The two most common types of lease expansion options are rights of first refusal and rights of first offer.  When negotiating these expansion rights, landlords and tenants should understand the factors involved.

What’s the Difference?  A right of first refusal provides that when the landlord receives an acceptable offer from a third party for certain space, then the landlord must offer such space to the tenant on the same business terms.  A right of first of offer requires the landlord to offer any “available” space covered by the right to the tenant before the landlord offers the space to the market generally.

Some of the factors that are common to both types of rights are as follows: 

  • Both rights should cover a finite area, although it is possible to have these rights apply to an entire building or project.  The lease should specify what space is covered by the right. Use a diagram or other clear method of defining the space.  Beware that the configurations of a suite can change over time, so suite numbers can be problematic. 
  • Both types of rights are encumbrances on the landlord’s ability to lease the space.  Landlords need to track and monitor these rights carefully to avoid violations.  The landlord’s failure to honor a tenant’s right can result in the landlord incurring liability.
  • Landlords should try to protect the right to negotiate extensions of existing leases with other tenants of the encumbered space without triggering the right, even if those other tenants do not have a renewal right.
  • Once the landlord makes the offer to the tenant, and if the tenant declines, does the tenant have an ongoing right to further offers?  Or is it a one-time right?

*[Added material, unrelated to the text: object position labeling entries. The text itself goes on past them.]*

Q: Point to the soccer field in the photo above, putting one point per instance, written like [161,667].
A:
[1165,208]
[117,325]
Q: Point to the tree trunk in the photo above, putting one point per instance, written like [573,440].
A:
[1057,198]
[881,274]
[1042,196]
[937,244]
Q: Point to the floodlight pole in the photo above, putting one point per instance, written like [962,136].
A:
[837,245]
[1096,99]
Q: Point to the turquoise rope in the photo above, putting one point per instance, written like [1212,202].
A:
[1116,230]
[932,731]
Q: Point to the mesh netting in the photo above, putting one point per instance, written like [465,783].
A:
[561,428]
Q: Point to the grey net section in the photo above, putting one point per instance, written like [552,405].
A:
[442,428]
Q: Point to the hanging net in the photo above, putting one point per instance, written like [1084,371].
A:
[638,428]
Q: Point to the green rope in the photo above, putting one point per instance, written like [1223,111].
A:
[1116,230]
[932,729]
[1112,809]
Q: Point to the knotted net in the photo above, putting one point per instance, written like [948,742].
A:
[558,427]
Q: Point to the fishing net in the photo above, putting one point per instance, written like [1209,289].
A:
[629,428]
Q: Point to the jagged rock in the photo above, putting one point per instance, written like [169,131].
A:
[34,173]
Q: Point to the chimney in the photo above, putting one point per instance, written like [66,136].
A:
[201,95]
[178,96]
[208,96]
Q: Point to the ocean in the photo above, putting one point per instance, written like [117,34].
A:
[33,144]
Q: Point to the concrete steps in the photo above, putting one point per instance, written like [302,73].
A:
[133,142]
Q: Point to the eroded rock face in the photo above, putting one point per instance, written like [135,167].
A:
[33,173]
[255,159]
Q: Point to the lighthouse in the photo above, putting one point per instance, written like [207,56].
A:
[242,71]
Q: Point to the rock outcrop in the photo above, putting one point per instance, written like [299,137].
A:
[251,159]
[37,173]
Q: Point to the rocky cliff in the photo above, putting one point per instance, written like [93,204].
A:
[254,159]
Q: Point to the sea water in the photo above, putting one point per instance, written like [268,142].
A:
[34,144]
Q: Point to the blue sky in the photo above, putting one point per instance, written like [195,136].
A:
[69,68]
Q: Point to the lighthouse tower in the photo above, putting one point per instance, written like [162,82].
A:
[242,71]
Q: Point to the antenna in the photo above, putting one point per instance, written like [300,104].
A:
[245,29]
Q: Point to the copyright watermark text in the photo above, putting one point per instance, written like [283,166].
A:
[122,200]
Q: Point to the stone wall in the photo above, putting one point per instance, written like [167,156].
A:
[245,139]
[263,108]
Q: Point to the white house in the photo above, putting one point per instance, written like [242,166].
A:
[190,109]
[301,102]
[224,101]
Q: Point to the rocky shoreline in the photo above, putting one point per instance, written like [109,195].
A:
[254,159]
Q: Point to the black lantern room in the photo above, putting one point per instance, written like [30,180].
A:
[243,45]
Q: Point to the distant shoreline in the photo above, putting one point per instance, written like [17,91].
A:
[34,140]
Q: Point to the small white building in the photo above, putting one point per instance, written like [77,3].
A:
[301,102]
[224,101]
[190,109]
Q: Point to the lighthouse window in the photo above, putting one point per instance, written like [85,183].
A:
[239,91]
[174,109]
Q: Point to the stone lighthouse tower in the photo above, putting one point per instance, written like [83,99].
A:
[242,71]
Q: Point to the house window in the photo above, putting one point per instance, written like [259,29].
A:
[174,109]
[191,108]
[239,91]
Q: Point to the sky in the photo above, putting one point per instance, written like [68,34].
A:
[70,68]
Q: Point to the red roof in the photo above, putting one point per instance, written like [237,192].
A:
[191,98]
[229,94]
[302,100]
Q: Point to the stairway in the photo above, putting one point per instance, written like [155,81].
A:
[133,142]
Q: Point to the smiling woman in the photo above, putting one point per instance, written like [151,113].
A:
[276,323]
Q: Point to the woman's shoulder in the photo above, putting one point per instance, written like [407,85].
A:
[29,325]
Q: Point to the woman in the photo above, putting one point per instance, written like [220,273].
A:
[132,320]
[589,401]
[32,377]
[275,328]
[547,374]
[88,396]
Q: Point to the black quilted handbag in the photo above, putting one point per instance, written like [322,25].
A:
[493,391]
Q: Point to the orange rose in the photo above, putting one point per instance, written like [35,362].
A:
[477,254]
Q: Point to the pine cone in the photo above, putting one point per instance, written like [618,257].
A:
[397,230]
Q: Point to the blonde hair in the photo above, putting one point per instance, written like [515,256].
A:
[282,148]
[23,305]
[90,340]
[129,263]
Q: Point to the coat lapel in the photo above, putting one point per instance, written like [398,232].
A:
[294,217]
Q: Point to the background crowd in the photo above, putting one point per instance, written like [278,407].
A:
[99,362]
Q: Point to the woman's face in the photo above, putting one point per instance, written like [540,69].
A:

Factors particular to rights of first refusal are:

  • Because there is a third‑party offer involved, the tenant can be reasonably assured that the business terms of the offer approximate the fair market value for the space. 
  • Because the landlord has to identify a prospective tenant and negotiate a deal before making an offer to the tenant, these rights are more cumbersome for the landlord’s management of its property.
  • Consider whether the existing tenant has to accept the agreed-upon deal, or does the tenant have the right to adjust the offer to be more similar to the terms of the tenant’s lease?  For instance, the term of the offer may be shortened or extended to be “coterminous” with the tenant’s lease term.  Landlord’s should try to avoid any requirement to modify the agreed-upon deal. 

Factors particular to rights of first offer are:

  • Rights of first offer are easier for the landlord to manage because it can offer the space to the existing tenant before negotiating with any other potential tenant.
  • A right of first offer is less attractive to tenants because it can be difficult to know if the landlord’s offer is fair.  On the other hand, the offer that can be easier to customize to the existing tenant’s needs, such as requiring a coterminous term or the same rental rate as the tenant’s existing space.
  • When is the space “available” and therefore subject to being offered by the landlord?  Is it available when the space is actually vacated? Or, when the occupant of the encumbered space is otherwise obligated to vacate the space?  Landlords will want to preserve flexibility in case the existing occupant wants to renew its lease, or if the occupant holds over in the encumbered space.
  • How can the tenant know the offer is fair?  One method is to require that the landlord “re-offer” the space to the tenant if the landlord actually offers materially more favorable terms to a third party (and the parties should agree on what the phrase “materially more favorable terms” means).  Also, if a certain period of time elapses after the offer and the landlord has not found a tenant, then the landlord may be required to re-offer the space.

Whatever the parties decide to do, they should be aware of the various issues involved in right of first refusal and right of first offer.